Skipping the cuteness and courtship of young love, Kids opens on a teenage boy coaxing a teenage girl into having sex. The boy is Telly (Leo Fitzpatrick), a scrawny knot of hormones. He wraps his toothpick limbs around the girl and tells her not to worry, “Because I love you. Because I think you’re beautiful.” Telly is wooing us as much as he’s wooing her. The girl consents and Larry Clark’s camera lingers as the girl winces in pain and pleasure while Telly thrashes on top of her. The scene isn’t cute or sexy—it’s real. And it’s this disturbing sense of realism that makes the film’s depravity so immensely watchable.

If adults think about sex every seven seconds, the cast of Kids thinks about it every two. They talk about it constantly and pick apart all the dirty details, from bodies and smells to turn ons and positions. Korine splits the conversation between two gangs, one for each gender and it’s a refreshingly equal portrayal, squashing the notion that boys care more about sex than girls.

The revelry is interrupted when Jennie (Sevigny) and Ruby (Dawson) visit an STD clinic. Ruby’s had sex with eight boys, and Jennie gets tested too, even though she’s only had sex with Telly. When the results come back, Ruby is clear but Jennie isn’t so lucky.

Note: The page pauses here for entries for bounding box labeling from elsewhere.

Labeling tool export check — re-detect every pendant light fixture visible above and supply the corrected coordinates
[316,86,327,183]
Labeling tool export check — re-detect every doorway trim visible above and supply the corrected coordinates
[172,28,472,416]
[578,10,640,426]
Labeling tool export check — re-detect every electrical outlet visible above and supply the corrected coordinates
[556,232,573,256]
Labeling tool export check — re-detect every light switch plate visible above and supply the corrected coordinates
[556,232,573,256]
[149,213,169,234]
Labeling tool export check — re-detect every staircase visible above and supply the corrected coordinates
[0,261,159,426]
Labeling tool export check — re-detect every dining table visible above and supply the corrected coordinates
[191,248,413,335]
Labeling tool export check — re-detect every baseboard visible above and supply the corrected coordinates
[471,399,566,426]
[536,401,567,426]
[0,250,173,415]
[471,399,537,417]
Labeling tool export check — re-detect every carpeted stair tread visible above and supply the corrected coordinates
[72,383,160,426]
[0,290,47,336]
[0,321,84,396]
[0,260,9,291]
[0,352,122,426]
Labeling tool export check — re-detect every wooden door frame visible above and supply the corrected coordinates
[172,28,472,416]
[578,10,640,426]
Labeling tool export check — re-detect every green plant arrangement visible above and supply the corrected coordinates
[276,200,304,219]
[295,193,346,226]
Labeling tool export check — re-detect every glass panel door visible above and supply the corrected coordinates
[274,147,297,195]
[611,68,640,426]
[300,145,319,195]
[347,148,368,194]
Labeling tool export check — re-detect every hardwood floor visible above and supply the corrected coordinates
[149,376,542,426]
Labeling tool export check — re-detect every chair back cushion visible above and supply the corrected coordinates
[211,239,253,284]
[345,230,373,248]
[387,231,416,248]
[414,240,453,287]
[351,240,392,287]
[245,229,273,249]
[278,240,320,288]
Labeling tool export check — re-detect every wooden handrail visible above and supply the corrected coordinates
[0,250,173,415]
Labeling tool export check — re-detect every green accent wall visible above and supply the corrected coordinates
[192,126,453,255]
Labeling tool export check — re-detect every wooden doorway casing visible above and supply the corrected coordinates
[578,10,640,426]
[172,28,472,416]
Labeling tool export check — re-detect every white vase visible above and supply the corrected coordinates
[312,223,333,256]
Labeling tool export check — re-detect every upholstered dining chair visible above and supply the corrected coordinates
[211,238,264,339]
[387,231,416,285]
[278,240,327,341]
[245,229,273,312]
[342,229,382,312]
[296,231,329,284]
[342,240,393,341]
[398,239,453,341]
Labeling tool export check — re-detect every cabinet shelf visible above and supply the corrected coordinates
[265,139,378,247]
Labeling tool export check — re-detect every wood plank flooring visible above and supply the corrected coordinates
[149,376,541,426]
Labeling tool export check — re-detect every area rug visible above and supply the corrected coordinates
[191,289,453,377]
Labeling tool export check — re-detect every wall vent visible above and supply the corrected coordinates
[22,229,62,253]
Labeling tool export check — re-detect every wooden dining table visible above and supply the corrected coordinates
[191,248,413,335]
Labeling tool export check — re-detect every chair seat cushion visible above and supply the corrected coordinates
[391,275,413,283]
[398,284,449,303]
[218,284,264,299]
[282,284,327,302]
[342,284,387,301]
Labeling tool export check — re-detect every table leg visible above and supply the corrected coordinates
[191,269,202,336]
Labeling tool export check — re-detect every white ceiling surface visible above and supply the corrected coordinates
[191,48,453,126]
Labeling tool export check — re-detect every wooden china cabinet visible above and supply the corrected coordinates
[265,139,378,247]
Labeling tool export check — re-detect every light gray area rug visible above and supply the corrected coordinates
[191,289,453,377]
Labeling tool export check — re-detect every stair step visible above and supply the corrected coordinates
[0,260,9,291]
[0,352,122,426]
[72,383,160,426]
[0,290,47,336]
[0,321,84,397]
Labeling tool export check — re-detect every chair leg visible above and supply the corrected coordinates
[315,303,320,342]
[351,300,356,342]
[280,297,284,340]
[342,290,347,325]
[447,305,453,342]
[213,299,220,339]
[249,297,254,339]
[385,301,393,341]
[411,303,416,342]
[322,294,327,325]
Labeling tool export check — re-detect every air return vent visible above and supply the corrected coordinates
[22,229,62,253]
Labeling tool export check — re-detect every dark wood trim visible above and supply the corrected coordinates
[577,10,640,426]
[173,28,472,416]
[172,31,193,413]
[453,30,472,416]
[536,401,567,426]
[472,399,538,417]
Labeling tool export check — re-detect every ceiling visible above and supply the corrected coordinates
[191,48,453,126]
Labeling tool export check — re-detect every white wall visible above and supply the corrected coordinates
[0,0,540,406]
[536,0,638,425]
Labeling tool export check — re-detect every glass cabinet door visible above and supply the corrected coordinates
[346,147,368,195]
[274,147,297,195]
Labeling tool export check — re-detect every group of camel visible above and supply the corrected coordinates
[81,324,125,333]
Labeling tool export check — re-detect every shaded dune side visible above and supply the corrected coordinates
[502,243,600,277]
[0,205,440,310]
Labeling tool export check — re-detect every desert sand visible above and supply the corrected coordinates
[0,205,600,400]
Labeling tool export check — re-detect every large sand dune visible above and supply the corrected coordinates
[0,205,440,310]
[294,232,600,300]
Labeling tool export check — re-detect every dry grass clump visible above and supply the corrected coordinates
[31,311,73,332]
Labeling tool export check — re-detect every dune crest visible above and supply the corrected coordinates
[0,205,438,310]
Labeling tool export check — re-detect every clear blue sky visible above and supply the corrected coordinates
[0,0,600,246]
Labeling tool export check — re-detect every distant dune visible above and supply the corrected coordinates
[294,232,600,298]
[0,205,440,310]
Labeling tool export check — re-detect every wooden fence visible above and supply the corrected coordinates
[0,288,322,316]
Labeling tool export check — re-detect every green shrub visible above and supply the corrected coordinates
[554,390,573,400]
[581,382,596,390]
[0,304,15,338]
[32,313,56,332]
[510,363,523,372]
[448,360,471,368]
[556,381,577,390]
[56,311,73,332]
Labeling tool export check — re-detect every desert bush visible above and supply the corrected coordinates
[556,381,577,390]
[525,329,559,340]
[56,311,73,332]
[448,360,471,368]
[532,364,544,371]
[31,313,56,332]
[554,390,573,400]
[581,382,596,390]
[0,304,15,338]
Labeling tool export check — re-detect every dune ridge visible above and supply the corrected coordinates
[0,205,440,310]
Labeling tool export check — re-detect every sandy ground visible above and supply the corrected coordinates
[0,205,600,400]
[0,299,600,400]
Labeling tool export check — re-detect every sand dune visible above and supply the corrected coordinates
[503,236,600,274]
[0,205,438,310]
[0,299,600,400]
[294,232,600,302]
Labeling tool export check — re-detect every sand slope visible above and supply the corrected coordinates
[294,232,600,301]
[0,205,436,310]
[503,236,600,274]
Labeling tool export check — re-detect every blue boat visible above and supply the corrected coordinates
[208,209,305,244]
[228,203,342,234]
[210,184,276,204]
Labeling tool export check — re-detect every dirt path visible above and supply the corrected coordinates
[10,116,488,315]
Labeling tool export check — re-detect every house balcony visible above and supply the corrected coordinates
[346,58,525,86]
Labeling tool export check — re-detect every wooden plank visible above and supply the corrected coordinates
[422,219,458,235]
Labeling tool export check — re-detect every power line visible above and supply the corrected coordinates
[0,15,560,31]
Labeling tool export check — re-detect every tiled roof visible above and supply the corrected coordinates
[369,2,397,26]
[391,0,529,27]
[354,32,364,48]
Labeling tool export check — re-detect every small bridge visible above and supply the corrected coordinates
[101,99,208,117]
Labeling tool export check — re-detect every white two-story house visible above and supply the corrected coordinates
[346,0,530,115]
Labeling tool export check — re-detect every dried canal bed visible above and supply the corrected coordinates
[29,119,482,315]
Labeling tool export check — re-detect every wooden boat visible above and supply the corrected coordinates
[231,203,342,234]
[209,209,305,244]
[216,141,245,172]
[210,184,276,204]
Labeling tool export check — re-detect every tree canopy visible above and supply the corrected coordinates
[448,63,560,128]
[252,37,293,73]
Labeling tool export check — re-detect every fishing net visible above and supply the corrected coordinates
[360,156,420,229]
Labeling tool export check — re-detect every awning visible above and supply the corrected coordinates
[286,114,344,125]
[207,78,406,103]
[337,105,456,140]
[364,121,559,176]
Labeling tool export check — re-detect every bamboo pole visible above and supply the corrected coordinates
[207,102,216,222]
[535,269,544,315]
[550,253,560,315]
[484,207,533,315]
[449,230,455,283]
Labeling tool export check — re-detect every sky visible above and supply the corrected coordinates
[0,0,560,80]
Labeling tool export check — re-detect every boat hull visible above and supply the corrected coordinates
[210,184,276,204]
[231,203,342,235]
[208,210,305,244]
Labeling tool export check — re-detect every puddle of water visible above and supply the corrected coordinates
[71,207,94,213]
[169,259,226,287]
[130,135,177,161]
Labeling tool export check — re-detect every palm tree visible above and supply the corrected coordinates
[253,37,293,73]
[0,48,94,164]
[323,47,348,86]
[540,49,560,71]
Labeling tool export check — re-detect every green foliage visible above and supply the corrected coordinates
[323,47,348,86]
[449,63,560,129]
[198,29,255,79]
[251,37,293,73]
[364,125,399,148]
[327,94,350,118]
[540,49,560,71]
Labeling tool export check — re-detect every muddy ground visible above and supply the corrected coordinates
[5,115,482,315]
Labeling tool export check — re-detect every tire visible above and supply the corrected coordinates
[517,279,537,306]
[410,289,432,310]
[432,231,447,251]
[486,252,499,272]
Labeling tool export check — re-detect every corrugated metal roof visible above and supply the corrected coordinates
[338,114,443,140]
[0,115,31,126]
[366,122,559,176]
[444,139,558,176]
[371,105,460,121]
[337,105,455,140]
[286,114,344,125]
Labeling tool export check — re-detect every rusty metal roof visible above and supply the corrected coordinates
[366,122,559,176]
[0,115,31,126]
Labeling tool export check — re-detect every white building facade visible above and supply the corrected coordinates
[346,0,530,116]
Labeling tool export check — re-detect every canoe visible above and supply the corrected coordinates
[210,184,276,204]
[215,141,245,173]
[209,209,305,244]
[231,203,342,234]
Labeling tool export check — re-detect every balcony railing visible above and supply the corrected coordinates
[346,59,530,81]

She’s diagnosed with AIDS, and for the rest of the film she wanders in a daze, searching for Telly to tell him the news.

Larry Clark grounds his film in quintessentially New York sights and sounds. Telly and his friend Casper (Justin Pierce) take the subway at 77th Street. They make pit stops at bodegas and shout at their friends through apartment windows. The entire film takes place on one hot summer day, recalling the set-up of Spike Lee’s Do the Right Thing. With its slang, high energy and hip-hop soundtrack, it also shares some of that film’s urban panache.

Like the photographer Diane Arbus, Larry Clark is drawn to the marginal, the displaced and the easily ignored. In one scene, he shows a mentally challenged boy dance for spare change. In another, he pauses to watch a man with no legs pass Casper and Telly on the train. For Clark, the difference between “normal” and “abnormal” is slim. His roaming youth might have families and bank accounts, but they’re as lost as everyone else and they know it, too.

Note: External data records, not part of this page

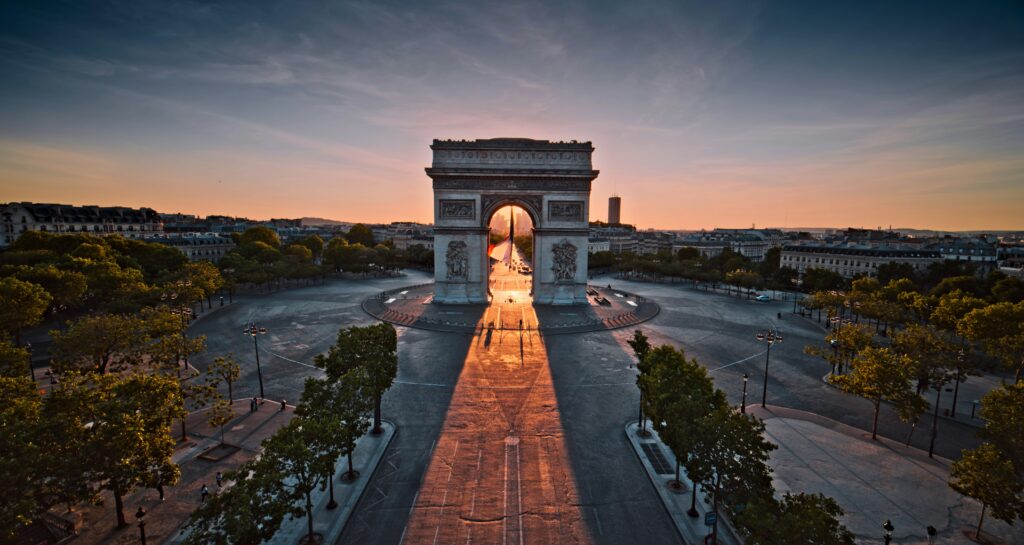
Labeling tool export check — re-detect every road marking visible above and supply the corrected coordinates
[708,350,768,373]
[266,350,323,371]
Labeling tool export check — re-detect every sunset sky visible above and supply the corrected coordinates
[0,0,1024,229]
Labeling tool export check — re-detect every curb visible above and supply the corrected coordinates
[623,421,742,545]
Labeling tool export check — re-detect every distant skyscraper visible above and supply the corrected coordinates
[608,195,623,223]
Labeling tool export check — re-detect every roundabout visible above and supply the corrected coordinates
[361,284,660,335]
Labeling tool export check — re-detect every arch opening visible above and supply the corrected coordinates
[486,204,536,302]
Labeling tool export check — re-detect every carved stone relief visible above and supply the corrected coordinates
[444,241,469,282]
[551,239,577,282]
[548,201,583,221]
[440,199,476,219]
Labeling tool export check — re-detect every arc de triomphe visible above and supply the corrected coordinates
[426,138,598,304]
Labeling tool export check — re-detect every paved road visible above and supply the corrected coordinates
[593,278,978,459]
[194,274,975,544]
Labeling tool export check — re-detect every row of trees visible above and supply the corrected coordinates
[186,324,398,545]
[589,247,799,291]
[630,331,853,545]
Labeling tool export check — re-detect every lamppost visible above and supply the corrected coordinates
[135,505,145,545]
[739,373,749,414]
[755,329,782,408]
[243,322,266,400]
[25,342,36,383]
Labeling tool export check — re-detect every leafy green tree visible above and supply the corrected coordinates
[0,339,29,378]
[206,399,234,445]
[295,369,373,505]
[263,417,340,543]
[206,353,242,403]
[736,493,854,545]
[638,344,727,489]
[345,223,374,248]
[184,458,290,545]
[956,302,1024,382]
[0,374,49,541]
[686,406,776,543]
[626,329,650,433]
[239,226,281,248]
[50,374,184,528]
[0,277,52,345]
[949,443,1024,540]
[828,347,927,439]
[314,323,398,434]
[50,315,144,375]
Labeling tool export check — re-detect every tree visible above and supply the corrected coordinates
[686,406,776,543]
[345,223,374,248]
[206,399,234,445]
[0,277,52,345]
[949,443,1024,539]
[0,339,29,378]
[50,315,143,375]
[626,329,650,433]
[295,369,372,508]
[314,323,398,434]
[956,302,1024,382]
[184,458,290,545]
[0,374,49,542]
[737,493,854,545]
[828,347,927,439]
[50,373,184,528]
[639,344,727,499]
[206,353,242,403]
[263,417,339,543]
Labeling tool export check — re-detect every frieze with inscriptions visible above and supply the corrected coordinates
[438,199,476,219]
[433,177,592,192]
[434,150,590,166]
[548,201,584,221]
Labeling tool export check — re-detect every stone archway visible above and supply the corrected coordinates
[426,138,598,304]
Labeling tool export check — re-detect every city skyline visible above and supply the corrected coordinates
[0,2,1024,230]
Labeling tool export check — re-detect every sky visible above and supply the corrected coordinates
[0,0,1024,229]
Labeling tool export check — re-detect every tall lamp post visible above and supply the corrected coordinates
[755,329,782,408]
[135,506,145,545]
[739,373,749,414]
[243,322,266,400]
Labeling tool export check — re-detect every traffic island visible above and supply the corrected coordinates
[626,421,742,545]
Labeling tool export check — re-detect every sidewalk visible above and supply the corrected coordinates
[626,420,742,545]
[746,405,1024,545]
[47,397,395,545]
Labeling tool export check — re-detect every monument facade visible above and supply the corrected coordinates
[426,138,598,304]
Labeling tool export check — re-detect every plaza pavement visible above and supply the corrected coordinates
[626,405,1024,545]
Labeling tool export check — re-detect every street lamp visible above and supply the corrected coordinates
[882,518,895,545]
[755,329,782,408]
[135,505,145,545]
[243,322,266,400]
[739,373,749,414]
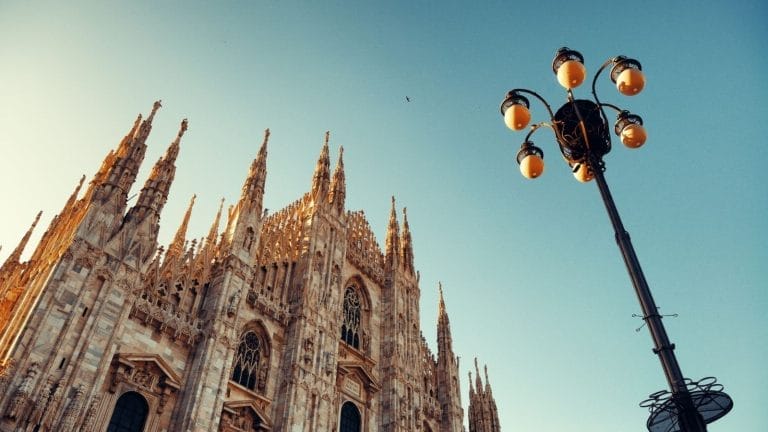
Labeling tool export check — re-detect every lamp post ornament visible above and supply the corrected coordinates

Kids culminates in a raging party where adolescents cuss, drink, smoke and have unprotected sex. We don’t know much about these characters but their words, gestures and attitudes speak volumes about where they come from and who they’re trying to be. Clark captures all the weird, tiny moments, like when a shirtless boy giggles while a girl kisses his chest and a different boy pukes in the bathroom with a plate of food scraps perched on the sink. They’re not thinking about their parents or their futures and that’s the point. Happiness is a form of forgetting.

For all its feel-good partying, Kids is a tragedy. Its sensationalist surface conceals a well of insecurity in these aimless teens. They have no inhibitions, no supervision and nowhere to go. This is their gift and their curse. The consequences of their choices are embodied by Jennie. Cursed with a disease she doesn’t deserve from a boy she never loved, she walks in a daze. She visits a nightclub and takes a pill to forget her sorrow. Colors flash across and she slips into silhouette. We see her as clearly as she sees herself.

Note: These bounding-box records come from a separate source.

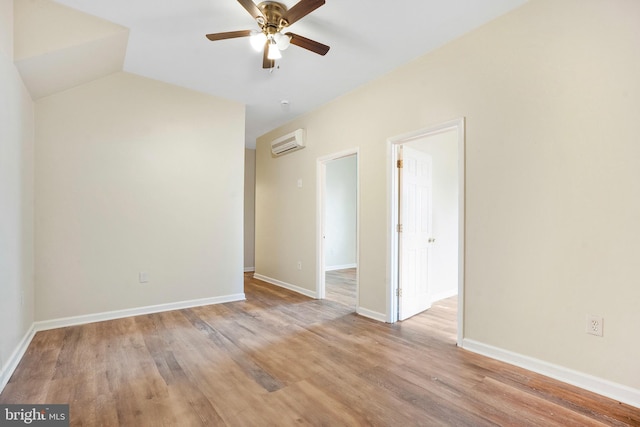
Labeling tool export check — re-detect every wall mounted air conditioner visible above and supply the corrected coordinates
[271,129,305,156]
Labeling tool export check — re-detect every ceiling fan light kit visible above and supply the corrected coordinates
[207,0,329,68]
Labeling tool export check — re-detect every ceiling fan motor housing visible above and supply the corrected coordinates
[257,1,289,35]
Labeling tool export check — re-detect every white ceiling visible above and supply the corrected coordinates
[45,0,526,147]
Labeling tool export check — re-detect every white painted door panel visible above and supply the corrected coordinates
[398,145,432,320]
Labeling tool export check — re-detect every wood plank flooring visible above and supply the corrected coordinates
[0,274,640,426]
[325,268,357,311]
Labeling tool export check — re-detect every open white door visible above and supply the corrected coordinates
[398,145,434,320]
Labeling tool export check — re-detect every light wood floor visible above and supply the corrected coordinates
[0,275,640,426]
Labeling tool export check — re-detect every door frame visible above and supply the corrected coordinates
[316,147,360,311]
[387,117,465,347]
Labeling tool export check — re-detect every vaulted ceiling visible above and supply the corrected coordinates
[14,0,526,147]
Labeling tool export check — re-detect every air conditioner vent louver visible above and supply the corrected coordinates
[271,129,305,156]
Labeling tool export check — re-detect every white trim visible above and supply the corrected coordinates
[386,117,466,346]
[356,307,388,323]
[462,338,640,408]
[0,325,36,393]
[314,147,360,307]
[429,288,458,304]
[33,293,246,332]
[324,263,358,271]
[253,273,316,299]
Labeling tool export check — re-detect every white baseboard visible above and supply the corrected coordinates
[462,339,640,408]
[34,293,246,332]
[0,293,246,393]
[324,264,358,271]
[253,273,318,299]
[356,307,387,323]
[430,288,458,304]
[0,325,36,393]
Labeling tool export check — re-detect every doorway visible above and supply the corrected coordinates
[316,150,359,311]
[389,119,464,344]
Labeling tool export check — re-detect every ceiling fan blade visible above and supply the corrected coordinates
[282,0,325,25]
[262,40,276,68]
[207,30,251,41]
[238,0,264,19]
[285,33,330,56]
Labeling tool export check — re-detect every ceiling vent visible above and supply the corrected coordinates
[271,129,305,156]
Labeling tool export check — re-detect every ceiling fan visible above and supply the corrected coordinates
[207,0,329,68]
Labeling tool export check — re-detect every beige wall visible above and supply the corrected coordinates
[0,0,34,389]
[36,73,244,320]
[256,0,640,389]
[0,0,13,59]
[244,148,256,271]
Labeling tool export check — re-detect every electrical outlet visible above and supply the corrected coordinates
[587,314,604,337]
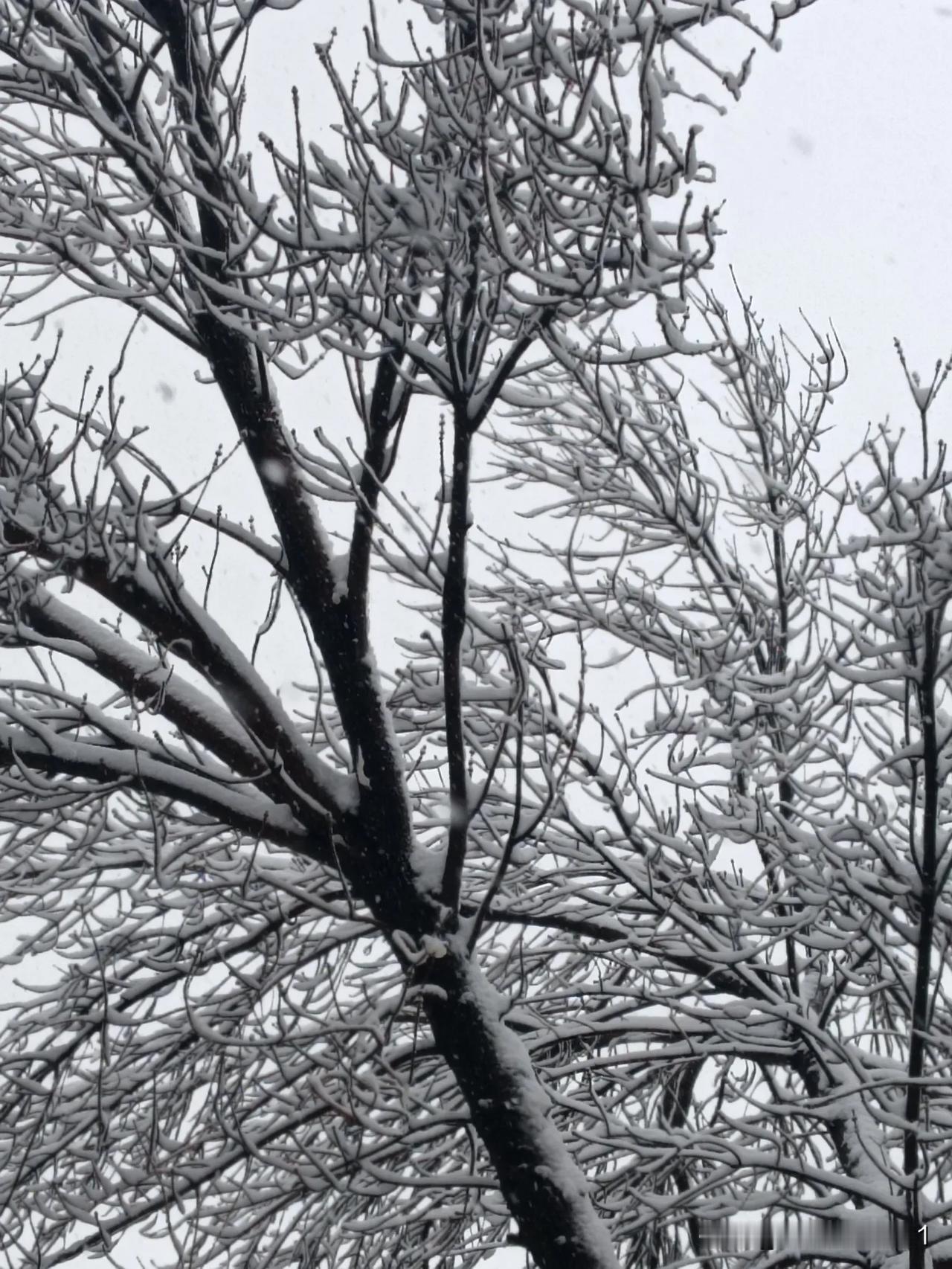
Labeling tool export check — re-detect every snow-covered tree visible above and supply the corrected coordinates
[9,0,934,1269]
[483,302,952,1269]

When Kids was first released, it garnered split opinions. Roger Ebert called it, “raw, bleak and unfiltered,” while the critic for The Washington Post called it “child pornography.” Indeed, the final scenes of Kids are disturbing. Korine and Clark seem intent on unraveling the whole notion of innocence. The final line of the film is delivered by Casper, who stares at the camera and says, “Jesus Christ, what happened?” We were wondering the same thing.